Ich habe ja oft Vorträge, Workshops, Schulungen und sowas gehalten. Noch intensiver natürlich damals an der Uni, wo ich damals Übungen, gelegentlich Vorlesungen gehalten habe. Dabei ist mir etwas aufgefallen. Eigentlich nämlich war ich damals noch ziemlich gut im Kopfrechnen (heute nicht mehr so). In der Grundschule war ich fast dauerhaft der „Rechenkönig“. Stand ich aber in der Vorlesung vor den Leuten, damals noch am Overhead-Projektor, konnte ich zwar – nach ein paar stockenden Eingangssätzen, die mir noch schwer fielen, nach drei, vier Minuten, so ab etwa der dritten, vierten Folie – plötzlich besser, flüssiger, eloquenter sprechen als sonst, dafür aber nicht mehr Kopfrechnen. Als ob da irgendwas umschaltet. Als ob ich gerade einige rationale Fähigkeiten zugunsten sozialer Fähigkeiten temporär abgeschaltet hätte.

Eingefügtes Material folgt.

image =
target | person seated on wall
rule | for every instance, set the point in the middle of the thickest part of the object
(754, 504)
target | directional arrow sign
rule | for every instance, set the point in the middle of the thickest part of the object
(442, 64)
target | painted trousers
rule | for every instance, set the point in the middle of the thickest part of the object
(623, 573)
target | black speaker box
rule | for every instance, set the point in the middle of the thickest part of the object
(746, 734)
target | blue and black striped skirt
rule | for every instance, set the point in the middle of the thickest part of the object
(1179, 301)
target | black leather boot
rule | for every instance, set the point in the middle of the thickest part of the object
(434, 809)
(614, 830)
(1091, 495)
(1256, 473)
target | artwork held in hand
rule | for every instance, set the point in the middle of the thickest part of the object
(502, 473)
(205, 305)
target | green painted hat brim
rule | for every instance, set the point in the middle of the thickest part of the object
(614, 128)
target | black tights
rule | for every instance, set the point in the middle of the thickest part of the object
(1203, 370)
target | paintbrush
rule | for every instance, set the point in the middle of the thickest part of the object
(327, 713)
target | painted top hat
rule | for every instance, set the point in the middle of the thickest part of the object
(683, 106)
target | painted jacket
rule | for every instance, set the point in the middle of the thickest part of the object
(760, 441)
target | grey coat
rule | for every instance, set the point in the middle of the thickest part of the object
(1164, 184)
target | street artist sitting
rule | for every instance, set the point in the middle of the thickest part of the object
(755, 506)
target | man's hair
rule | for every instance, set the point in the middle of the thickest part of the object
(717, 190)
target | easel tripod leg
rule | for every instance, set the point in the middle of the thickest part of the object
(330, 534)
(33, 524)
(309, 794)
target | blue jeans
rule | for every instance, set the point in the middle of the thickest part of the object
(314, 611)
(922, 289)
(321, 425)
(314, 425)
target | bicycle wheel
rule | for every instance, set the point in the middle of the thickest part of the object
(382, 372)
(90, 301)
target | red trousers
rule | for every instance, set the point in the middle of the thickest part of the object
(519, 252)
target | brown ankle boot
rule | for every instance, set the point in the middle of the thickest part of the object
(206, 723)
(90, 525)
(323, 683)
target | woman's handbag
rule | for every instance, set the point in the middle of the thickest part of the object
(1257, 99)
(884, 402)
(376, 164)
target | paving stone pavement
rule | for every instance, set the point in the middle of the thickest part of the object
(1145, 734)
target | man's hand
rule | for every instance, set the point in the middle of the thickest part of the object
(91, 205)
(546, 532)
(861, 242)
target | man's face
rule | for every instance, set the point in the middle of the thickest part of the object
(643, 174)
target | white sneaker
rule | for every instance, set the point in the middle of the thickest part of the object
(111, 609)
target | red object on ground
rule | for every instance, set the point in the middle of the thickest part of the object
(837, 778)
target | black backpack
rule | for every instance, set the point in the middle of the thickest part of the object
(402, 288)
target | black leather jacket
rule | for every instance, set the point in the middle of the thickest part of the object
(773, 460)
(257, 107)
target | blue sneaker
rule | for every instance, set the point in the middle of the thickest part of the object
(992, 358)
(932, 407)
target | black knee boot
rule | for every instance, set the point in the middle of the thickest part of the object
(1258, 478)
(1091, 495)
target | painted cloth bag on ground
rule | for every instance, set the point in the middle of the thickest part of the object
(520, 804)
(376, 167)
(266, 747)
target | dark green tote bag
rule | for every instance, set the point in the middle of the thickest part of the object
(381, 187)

Ich weiß, dass es Kollegen gab, die sich mit sowas immer sehr schwer taten, weil die unglaublich Lampenfieber hatten. Das war für die eine Qual, sich vor Publikum zu stellen. Sowas hatte ich nie, nicht in dem Sinne, dass es mich irgendwie abhielte. Aber so eine seltsame, spezifische Nervosität und leichte Anspannung so in den letzten Minuten, bevor es los geht, hatte ich schon, die eben dann auch verflogen war, wenn mal die ersten zwei drei Folien durch waren. Ich habe deshalb auf die ersten zwei, drei Folien auch immer nur leichtes Blabla und noch keine harten und erklärbedürftigen oder sprachlich anspruchsvollen Informationen geschrieben, weil ich das wusste, dass ich einen Moment brauche, bis das Vortragshirn auf Betriebstemperatur ist.

Die Frage ist: Was passiert da im Hirn? Warum hat man das nicht, wenn man den Vortrag probeweise allein oder vor Freunden hält? Ich kann es nicht mehr so genau sagen, weil ich den Effekt kaum noch habe, irgendwann hat man soviel Routine, dass der Effekt nicht mehr oder kaum noch auftritt. Aber anscheinend tritt der Effekt auch nicht vor der Kamera bei Videokonferenzen auf.

Hat es also damit zu tun, dass man vor Menschen auftritt, irgendwelche Rudelmechanismen greifen?